When the nanny handed our daughter to us on a summer day in China, I thought the journey was finally finished. Here she was—happy and whole. I smiled until my husband gave me the orphanage report: “Baby found forsaking on steps of leather factory.”
Suddenly I realized she would always live with a missing piece.
She would carry unreachable memories locked forever in her mind, her bones, her heart. How does a child manage such an unknown? She needed a way to think about the first year of her life, so I began imagining a journey for her—something beyond that basket balanced on a step and the rows of cribs in a plain room. I wondered about our own journey to find her and how the two were linked. Then one night in our yard she looked up at the sky and said her first English word, “Moon!” with a joy that made me believe they had been dear friends from the very first day of her life.
What else in China could have made an impression that still lingered in her memory? I looked around her room at the things she loved best. Who’s to say a turtle, a peacock, a monkey, a panda, and a fish weren’t part of her early life?
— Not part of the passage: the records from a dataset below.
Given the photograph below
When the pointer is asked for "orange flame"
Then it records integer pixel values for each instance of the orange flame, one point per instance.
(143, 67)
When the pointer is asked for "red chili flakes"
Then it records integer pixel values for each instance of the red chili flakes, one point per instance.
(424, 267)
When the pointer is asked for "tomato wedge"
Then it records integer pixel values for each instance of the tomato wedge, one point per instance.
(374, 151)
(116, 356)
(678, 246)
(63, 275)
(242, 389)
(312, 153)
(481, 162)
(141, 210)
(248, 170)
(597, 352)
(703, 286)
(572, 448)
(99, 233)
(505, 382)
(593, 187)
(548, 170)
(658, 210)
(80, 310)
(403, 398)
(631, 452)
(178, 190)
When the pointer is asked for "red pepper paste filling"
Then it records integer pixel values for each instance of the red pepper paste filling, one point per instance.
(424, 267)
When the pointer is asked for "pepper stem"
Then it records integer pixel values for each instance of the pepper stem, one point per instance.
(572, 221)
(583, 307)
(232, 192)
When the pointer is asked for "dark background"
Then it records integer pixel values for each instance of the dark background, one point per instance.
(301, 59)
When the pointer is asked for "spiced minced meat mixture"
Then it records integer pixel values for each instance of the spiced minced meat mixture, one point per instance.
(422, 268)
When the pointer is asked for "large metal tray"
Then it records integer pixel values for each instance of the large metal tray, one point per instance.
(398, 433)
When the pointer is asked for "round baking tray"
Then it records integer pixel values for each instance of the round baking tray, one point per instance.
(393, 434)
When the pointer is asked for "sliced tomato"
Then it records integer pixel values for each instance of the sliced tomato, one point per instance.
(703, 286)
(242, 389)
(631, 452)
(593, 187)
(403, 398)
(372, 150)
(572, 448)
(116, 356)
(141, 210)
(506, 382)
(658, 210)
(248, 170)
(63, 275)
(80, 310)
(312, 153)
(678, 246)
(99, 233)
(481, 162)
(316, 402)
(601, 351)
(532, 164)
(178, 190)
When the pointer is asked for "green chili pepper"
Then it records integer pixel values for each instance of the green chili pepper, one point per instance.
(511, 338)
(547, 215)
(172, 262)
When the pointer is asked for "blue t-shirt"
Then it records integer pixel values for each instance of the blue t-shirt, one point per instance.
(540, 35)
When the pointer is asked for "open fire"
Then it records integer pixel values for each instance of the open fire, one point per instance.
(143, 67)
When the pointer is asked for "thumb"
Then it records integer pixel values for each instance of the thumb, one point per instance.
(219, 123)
I saw how a rice basket, like the one that held her toys, could carry a baby down a river from claw to paw to wing. I wrote it down.
My first picture book, Sweet Moon Baby: An Adoption Tale, was published by Alfred A. Knopf in 2010. With that, I became an author, a dream from my own childhood. What began as an answer for her ended up being an answer for me, too.
Journeys lead to journeys in unimagined ways.
After I read the book during a school visit, an adopted Chinese kindergarten girl announced: “I’m the real Sweet Moon Baby.” I understood it was an answer for her mysterious journey, too.
And it all started with one baby found on a summer night in China.